Vendredi, tous les regards étaient à nouveau tournés vers le Parlement, place de la Constitution. Après avoir annoncé, puis renoncé, à un référendum sur l’accord conclu à Bruxelles pour faire sortir la Grèce de la crise, le Premier ministre socialiste, Georges Papandréou, faisait face à un vote de confiance qu’il avait lui-même réclamé. Alors que se déroulait cette session interminable, les militants du Parti communiste grec installaient micros et stands de merguez pour la manifestation prévue le même soir sur la place. Comme l’opposition conservatrice, le PC grec réclame des élections anticipées. «Mais pour élire qui ? A droite comme à gauche, ce sont tous des bonimenteurs. Personne n’est capable de nous sauver de la ruine», constatait impassible le vieux tailleur indifférent à toute cette agitation.

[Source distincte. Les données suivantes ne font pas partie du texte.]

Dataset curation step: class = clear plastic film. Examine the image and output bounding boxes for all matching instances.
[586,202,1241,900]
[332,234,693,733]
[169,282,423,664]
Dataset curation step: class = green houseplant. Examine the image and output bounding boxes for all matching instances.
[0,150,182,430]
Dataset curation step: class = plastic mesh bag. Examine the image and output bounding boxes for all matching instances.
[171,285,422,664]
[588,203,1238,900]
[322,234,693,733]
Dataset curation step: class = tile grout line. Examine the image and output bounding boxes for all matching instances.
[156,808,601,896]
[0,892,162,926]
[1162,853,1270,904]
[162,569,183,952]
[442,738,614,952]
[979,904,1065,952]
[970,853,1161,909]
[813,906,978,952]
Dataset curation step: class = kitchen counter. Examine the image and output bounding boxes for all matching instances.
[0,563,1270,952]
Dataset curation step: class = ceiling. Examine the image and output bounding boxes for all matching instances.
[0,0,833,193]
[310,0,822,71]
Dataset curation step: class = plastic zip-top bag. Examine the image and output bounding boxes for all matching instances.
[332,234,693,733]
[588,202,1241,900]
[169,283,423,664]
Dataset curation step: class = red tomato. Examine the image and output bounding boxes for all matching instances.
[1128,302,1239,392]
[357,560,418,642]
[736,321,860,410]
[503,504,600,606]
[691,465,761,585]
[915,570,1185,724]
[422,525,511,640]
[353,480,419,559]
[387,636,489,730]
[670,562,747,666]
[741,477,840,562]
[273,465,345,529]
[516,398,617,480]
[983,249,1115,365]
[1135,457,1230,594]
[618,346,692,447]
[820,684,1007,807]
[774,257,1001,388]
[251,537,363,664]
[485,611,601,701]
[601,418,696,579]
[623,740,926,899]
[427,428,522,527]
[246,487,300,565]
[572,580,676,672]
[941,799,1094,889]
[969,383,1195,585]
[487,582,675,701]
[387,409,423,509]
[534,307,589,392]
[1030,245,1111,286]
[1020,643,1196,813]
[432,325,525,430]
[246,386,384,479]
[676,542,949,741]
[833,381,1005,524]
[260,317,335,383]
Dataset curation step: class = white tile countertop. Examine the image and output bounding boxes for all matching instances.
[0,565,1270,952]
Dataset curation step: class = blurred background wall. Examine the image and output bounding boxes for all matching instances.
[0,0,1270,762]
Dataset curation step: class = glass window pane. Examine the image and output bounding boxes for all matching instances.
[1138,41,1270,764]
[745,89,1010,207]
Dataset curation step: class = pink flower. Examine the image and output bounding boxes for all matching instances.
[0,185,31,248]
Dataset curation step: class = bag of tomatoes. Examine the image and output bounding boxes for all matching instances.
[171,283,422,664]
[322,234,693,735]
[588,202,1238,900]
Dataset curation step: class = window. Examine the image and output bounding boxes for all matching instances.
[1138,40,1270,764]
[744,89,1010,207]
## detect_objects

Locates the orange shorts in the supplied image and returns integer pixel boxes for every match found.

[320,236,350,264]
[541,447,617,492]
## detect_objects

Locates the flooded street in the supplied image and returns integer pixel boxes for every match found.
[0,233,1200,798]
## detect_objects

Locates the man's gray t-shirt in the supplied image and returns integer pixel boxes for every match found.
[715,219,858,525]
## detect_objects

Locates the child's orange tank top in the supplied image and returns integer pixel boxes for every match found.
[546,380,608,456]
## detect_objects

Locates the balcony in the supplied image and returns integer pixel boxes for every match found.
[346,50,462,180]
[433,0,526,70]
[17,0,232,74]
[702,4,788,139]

Désespoir. Dans ce quartier plutôt chic qui va de l’Assemblée nationale aux hauteurs du mont Lycabette, les commerces qui placardent des affichettes, sur fond jaune, «à vendre» ou «à louer» sont désormais légion. Deux ans d’austérité et de crises économique et politique ont transformé la physionomie d’Athènes. Pour la première fois depuis les années 50, des mendiants sont apparus sur les trottoirs, et il suffit de s’asseoir à une terrasse de café pour être aussitôt harcelé par les vendeurs de mouchoirs en papier ou de billets de loterie, dont l’insistance révèle le désespoir. Lequel se transforme rapidement en colère.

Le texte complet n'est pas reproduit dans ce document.